There have been rather more accurate comparisons made between the attempts to silence critical thinking women today and the terrible struggles of the Suffragettes to get their voices heard on the right to vote. As a reviewer of the book The Women Who Wouldn’t Wheesht, that documents the rise of the women’s movement in Scotland, in the Morning Star points out, “the prices of heresy were high: they were vilified, censored, careers destroyed, ostracised, physically assaulted by young male activists.”
We also find in the trade union and labour movement some instances of women being deplatformed and dismissed as bigoted transphobes needing “re-education” if they try and assert women’s sex-based rights and defend the right of women to fight for their access to safe spaces and dignity.

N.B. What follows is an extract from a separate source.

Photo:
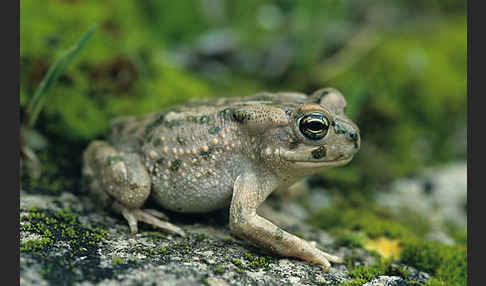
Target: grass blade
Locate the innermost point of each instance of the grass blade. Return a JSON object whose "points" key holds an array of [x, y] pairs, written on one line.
{"points": [[50, 79]]}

However, as a result of the valiant struggles of the Scottish women, the Supreme Court has confirmed that the word “sex” means biological sex in the Equality Act 2010. This law is backed by the public and allows for the lawful provision of single-sex spaces in some contexts such as hospital wards, refuges, hostels and prisons. The law also protects the rights of trans people, for “gender reassignment” is a protected characteristic in the Act.

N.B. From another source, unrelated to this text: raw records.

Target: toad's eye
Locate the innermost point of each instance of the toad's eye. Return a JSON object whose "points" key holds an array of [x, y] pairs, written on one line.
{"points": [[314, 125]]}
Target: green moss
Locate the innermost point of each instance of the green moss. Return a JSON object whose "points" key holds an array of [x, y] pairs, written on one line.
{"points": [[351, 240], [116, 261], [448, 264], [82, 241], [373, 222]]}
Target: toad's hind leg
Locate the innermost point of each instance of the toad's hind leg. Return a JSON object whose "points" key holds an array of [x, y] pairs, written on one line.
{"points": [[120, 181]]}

Therefore it is clear that there does not have to be a clash between these two oppressed groups as the Equality Act stands against all forms of oppression. Trans people and women should be allies not enemies and the labour movement and socialists should seek to unite these groups, highlighting their common class interests.
But it is only possible to do this if the material biological basis of women’s oppression is fully understood, and this is where political education is really crucial. For you cannot fight for women’s rights effectively if you fail to understand the crucial role that women’s different biology, and their ability to reproduce, plays in their lives.
And particularly the way in which the control and expropriation of women’s reproductive powers coincided with the rise of class societies and the patriarchal family. Women’s reproductive powers are undervalued in all class societies and in contemporary society. Only in exceptional circumstances does society notice the social and economic value of the reproduction of the labour force as in the example of Gaza referred to earlier.
It’s therefore particularly disheartening to see some on the left and in the labour movement also denying the intrinsic relationship between women’s biology and their role in reproduction, dismissing the class basis of women’s oppression and replacing this analysis with a post-modernist inspired notion of gender ideology that rejects the biological realities of sex. And it’s no threat at all to trans rights to accept the class analysis as all socialists will stand up against acts of discrimination against trans-identifying men and women whenever they are directly under attack.
As Simone de Beauvoir’s book title suggests women are still “the second sex” and even today, although formal rights are greater, full equality for women, and particularity working-class women, has yet to be secured. The labour movement has been persuaded successfully to stand up for women’s rights in the past and it has to have the courage to continue to fight for all aspects of women’s rights in the future, even if it’s not such an easy battle on this issue today.
Valerie Coultas is a member of Your Party women’s forum-unofficial and Lambeth Your Party proto branch.